I took my small haul back into the bathroom so that I could see what I was doing, and with time to kill, tied off the ends of my hair and set to work on my face. All I really had was some black eyeliner and some face powder but it was enough to take the shine off my oily skin and smooth out my already pretty smooth complexion. I’d lucked out with whoever my mother had been. Her genetics ruled the day when it came to me and as conceited and fucked up as it sounds? I could see why my dad got with her.

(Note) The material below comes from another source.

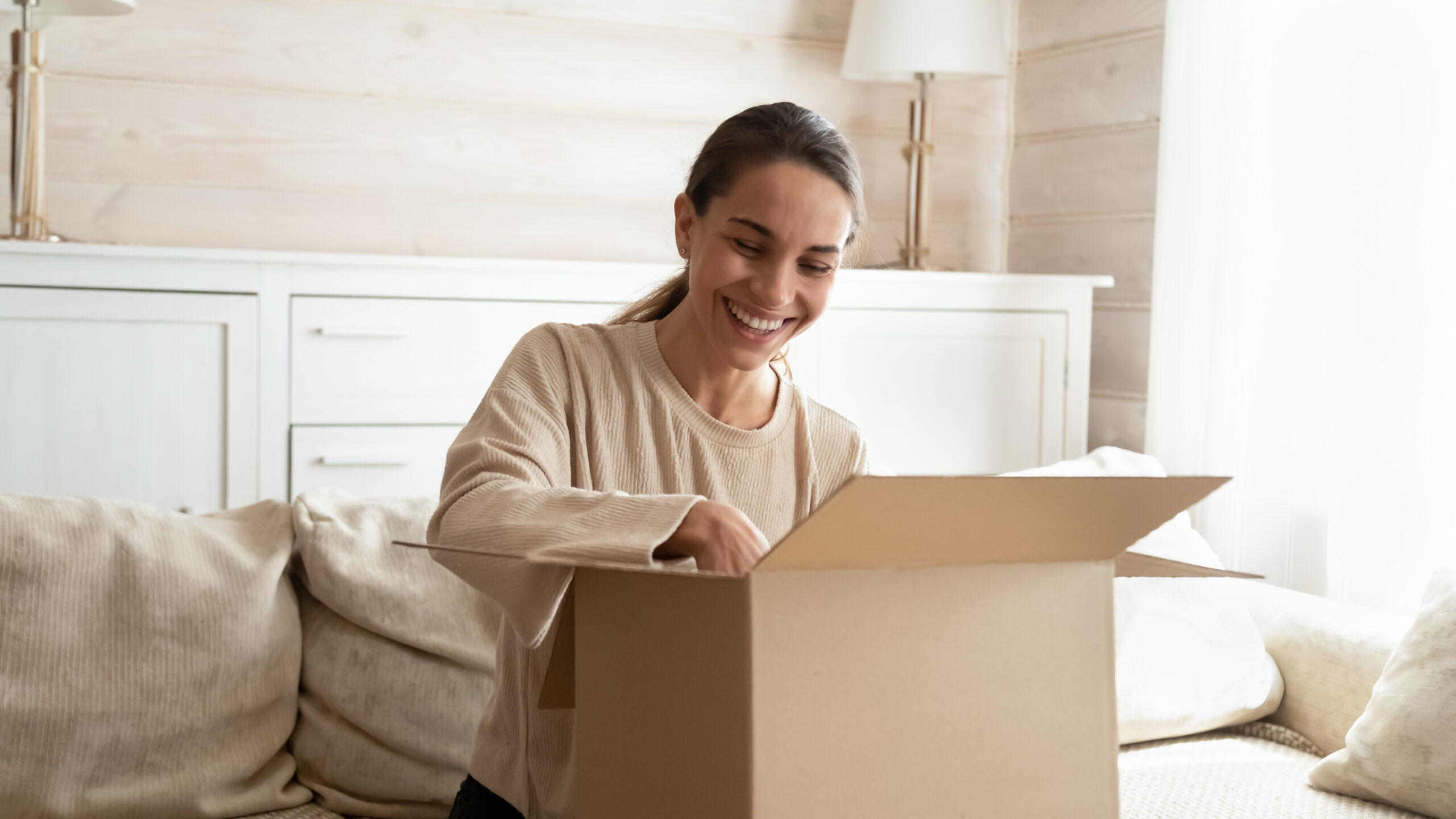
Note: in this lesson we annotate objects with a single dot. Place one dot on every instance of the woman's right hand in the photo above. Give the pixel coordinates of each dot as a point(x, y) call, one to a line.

She’d left just after I was born, leaving my papa holding the proverbial bag. The diaper bag, I guess. It’d just been me and him ever since. Well, until it was me and Kyle for a good chunk of time. My dad just couldn’t help himself and tended to fuck up a lot, and when he did, I always ended up at Kyle’s place. It hurt my heart to know his parents were gone. They’d been my pseudo-parents for so long, you know?
I leaned heavily against the edge of the sink and stared wide eyed into the mirror. My eyes, rimmed in the dark kohl liner, seemingly much larger and taking up over half my face. I refused to cry, so I simply stared myself down until the choking sensation diminished and the hot prickling at the backs of my eyes receded.
I had no parents left at all, not even Mr. and Mrs. Cochran to go back to someday. I just had Kyle… but do you? I let out my breath slowly and closed my eyes, shutting out my shaken and crumbling visage.